Lanjutnya, Sebagai praktisi pemerhati kegiatan ekspor di Aceh serta pelatih ekspor di Aceh, saya melihat Qanun tersebut terkesan terburu-buru.
Menurutnya, terkait kegiatan ekspor, tidak semata-mata kita berbicara tentang 1 komoditi, namun harus ada kajian terkait lintas kewenangan area maritim untuk melitasi serta Quota kontainer di setiap pelabuhan, ujarnya.
Iapun bertanya, lantas apakah kita telah memiliki bahan baku yang cukup untuk memenuhi kegiatan ekspor tersebut dan lalu bagaimana dengan penyedia angkutan, karena kita bicara bisnis lintas Benua, terangnya lagi.
Kita berharap untuk melakukan kajian lebih dalam dan melibatkan para ahli maritim dan lintas Kementrian, Lembaga, dan Asosiasi Logistik dan Forwarder Indonesia, serta Operator pelayaran jalur utama (Main Line Operator/MLO).
“Aceh butuh berapa kontainer dalam satu bulan, sedangkan negara kita kekurangan kontainer.
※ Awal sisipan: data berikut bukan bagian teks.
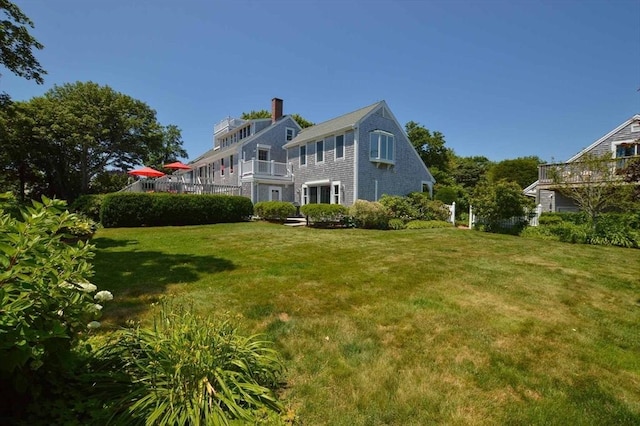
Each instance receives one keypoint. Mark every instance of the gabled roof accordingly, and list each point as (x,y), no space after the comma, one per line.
(530,191)
(233,147)
(602,139)
(335,125)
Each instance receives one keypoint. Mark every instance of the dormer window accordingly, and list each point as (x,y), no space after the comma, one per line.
(382,147)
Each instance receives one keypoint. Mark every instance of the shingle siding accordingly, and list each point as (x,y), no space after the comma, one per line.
(330,169)
(606,146)
(404,177)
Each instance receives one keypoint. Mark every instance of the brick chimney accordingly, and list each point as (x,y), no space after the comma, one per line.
(276,109)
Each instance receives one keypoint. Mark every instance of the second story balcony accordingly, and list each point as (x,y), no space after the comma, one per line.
(581,173)
(266,170)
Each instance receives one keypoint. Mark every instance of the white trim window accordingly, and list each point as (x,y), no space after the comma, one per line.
(382,147)
(624,149)
(336,193)
(339,154)
(289,133)
(303,155)
(275,193)
(320,151)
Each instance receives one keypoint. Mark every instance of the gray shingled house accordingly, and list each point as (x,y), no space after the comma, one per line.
(621,143)
(360,155)
(249,154)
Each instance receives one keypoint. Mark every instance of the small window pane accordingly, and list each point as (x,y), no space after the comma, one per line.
(383,146)
(374,145)
(339,146)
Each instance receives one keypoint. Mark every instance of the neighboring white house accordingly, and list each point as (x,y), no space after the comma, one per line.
(622,143)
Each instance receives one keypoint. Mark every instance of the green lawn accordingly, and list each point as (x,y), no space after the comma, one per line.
(406,327)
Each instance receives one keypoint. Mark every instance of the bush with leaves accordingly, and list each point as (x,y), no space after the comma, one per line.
(190,369)
(429,209)
(324,215)
(274,211)
(369,214)
(400,207)
(46,299)
(396,224)
(495,203)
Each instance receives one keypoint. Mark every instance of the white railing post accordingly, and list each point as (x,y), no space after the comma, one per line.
(452,210)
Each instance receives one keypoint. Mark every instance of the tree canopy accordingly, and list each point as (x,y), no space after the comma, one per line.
(591,182)
(17,44)
(62,140)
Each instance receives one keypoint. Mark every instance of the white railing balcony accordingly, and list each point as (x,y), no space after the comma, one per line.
(265,169)
(227,125)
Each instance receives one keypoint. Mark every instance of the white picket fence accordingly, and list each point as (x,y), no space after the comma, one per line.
(532,217)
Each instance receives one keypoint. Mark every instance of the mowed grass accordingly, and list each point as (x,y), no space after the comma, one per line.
(406,327)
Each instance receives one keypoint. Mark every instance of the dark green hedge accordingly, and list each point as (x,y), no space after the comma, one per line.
(131,210)
(324,214)
(276,211)
(89,205)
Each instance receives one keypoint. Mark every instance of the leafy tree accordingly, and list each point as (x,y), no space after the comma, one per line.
(255,115)
(17,45)
(522,170)
(263,113)
(430,146)
(20,170)
(76,131)
(631,174)
(468,171)
(302,122)
(170,149)
(591,182)
(495,202)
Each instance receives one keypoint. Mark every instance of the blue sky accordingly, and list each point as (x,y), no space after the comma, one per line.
(501,79)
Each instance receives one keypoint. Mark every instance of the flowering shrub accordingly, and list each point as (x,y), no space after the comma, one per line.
(45,298)
(274,211)
(370,214)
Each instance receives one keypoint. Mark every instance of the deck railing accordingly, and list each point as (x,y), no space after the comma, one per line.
(265,168)
(153,185)
(580,173)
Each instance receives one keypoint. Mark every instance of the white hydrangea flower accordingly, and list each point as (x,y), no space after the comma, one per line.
(87,287)
(65,284)
(103,296)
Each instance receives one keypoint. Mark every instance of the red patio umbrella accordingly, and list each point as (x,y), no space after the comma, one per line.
(147,172)
(177,166)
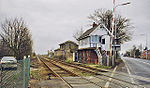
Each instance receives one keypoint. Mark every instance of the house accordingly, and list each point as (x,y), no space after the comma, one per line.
(66,50)
(144,53)
(94,45)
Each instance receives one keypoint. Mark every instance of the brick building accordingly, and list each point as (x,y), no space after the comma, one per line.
(94,45)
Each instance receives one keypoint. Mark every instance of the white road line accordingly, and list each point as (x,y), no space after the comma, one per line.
(142,62)
(107,84)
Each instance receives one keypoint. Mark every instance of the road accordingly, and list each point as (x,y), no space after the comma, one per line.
(138,67)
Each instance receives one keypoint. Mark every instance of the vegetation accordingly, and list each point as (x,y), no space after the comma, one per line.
(134,52)
(122,24)
(16,37)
Maka dari itu, tidak perlu kita terburu-buru, kecuali kita mau ekspor dengan kapal kayu (Boat) dengan isi komoditasnya adalah kelapa, pinang, dan lain sebagainya,” lanjut Farid.
Tahun 2021 saja, seharusnya Indonesia membutuhkan 1.000 Kontainer dalam seminggu, lantas berapa kontainer yang di butuhkan oleh provinsi Aceh dalam 1 bulan.
Saat ini, kegiatan ekspor juga sudah mudah, tidak harus melalui tol laut, dengan maskapai juga bisa, meski kapasitas barang tidak sebanyak mengunakan kontainer.
“Mari kita fokus untuk hal kecil yang dapat menjadi langkah bagi kita bersama dalam merumuskan kegiatan ekspor di provinsi Aceh yang di kemas dalam Qanun demi terarahnya suatu keputusan bersama yang membangkitkan perekonomian provinsi Aceh,” pintanya.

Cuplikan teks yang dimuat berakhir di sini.